There Are No Good Thanksgiving Movies
Everyone loves a great Christmas film, but the best ones for turkey day come from television
We all have our favorite holiday movies and they all involve Christmas in some way. Nobody talks about their favorite Thanksgiving movies because there really aren’t any. A quick scan of any “best of” list online pertaining to this holiday really only shows people struggling to wedge something in.
Movies that just happen to take place on Thanksgiving don’t really count, so no You’ve Got Mail, Tower Heist, Addams Family Values, or The Blind Side.
Yes, The Humans takes place on Thanksgiving and it’s a good movie. Is that really one you would gather the family to watch, though?
The Last Waltz is one of my favorite concert movies. But just because it was filmed on Thanksgiving does not make it a Thanksgiving movie.
Friendsgiving? No, just no. Son in Law? Now you’re scraping the bottom of the barrel.
Granted, there are a few decent Thanksgiving movies. Dan in Real Life does start with him visiting his family for the holiday and has a wonderful performance by Steve Carell, along with a really enjoyable soundtrack. Not sure if it rises to classic status, however.

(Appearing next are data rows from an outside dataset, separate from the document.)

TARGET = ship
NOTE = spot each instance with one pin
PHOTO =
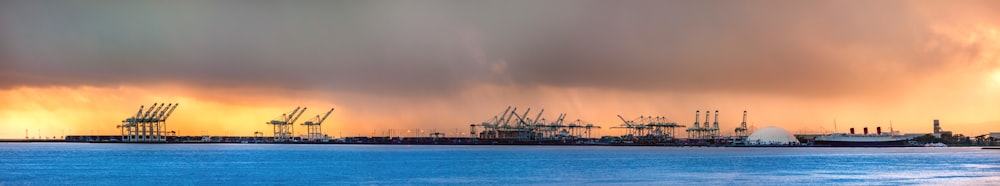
(877, 139)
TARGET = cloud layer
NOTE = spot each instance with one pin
(440, 47)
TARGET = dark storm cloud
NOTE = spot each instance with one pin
(440, 47)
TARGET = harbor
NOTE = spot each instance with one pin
(512, 127)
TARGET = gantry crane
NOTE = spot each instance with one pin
(314, 129)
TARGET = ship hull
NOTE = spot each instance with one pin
(896, 143)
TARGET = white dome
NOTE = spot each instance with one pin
(772, 136)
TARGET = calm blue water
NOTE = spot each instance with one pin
(229, 164)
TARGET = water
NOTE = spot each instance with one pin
(269, 164)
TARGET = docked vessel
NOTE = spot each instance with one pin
(877, 139)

Pieces of April is a Thanksgiving movie that does a good job of capturing the coming-apart-at-the-seams feeling of a chaotic holiday. Home for the Holidays has some good actors in it—Holly Hunter, Claire Danes, Robert Downey Jr.—but it isn’t so good that you would watch it repeatedly, and definitely not every year.
Here is where everyone mentions Planes, Trains and Automobiles. Okay, I am willing to say this almost works. A movie about traveling doesn’t really seem like an actual Thanksgiving movie, though, and honestly, it’s a bit predictable so it starts to falter on repeated viewings. This one feels like a dry run before John Hughes perfected his holiday movie with Home Alone three years later.
So, what is usually first on most people’s lists of favorite Thanksgiving movies? A Charlie Brown Thanksgiving. And that basically proves my point, because it’s not even a movie; it’s a TV special.
Which brings me to my larger point: the reason Charlie Brown works and the reason there are no great Thanksgiving movies is that the holiday itself doesn’t work in movie form. All of the best Thanksgiving stories I can think of have been TV episodes.
How I feel about Thanksgiving entertainment is how I feel about the holiday itself: you gather with the same people every year and share rituals together. Ones that you have probably shared most of your life. My Thanksgiving dinner is basically the same meal I’ve had since I was a kid. It’s comforting to share the food and traditions with the same people every year.
We spend time with TV characters. Lots of episodes, over many years, and our relationship with them and their relationships with each other are different than the relationships we watch evolve in a two-hour movie. It’s hard to build up the emotional connection needed for a payoff in a Thanksgiving movie. I just never care all that much. Whereas a holiday TV show is a reward and a payoff for the time we have spent with these characters.
My favorite TV show Thanksgiving was the first season of Cheers because it really rounded out and paid off much of the character development we had seen in the first bunch of episodes. And it was the first time we saw any of them outside of the bar setting.
WKRP in Cincinnati also has a fantastic Thanksgiving episode that involves the best Turkey Giveaway of all time.
And yes, both WKRP and Cheers are about seven or eight episodes into season one, but that is enough time to establish characters that become fully realized in a holiday show.
The New Girl, Brooklyn Nine-Nine, Gilmore Girls, Friends, and even The Simpsons all have memorable Thanksgiving episodes. And they work because we feel comfortable with these characters and enjoy seeing their holiday traditions. It feels earned.
A Charlie Brown Thanksgiving works for the exact same reason. We know Charlie Brown and Snoopy really well so we don’t need any backstory for the payoffs of the special.
Thanksgiving is a TV holiday because it’s a pretty simple, no-frills day that sometimes involves uncomfortable get-togethers with people you know really well and where things can go terribly wrong—which is the premise of most of the TV shows ever made.
So as much as I love movies, I say for Thanksgiving just skip them, pull up an old episode of one of your favorite TV shows, and settle into the tradition.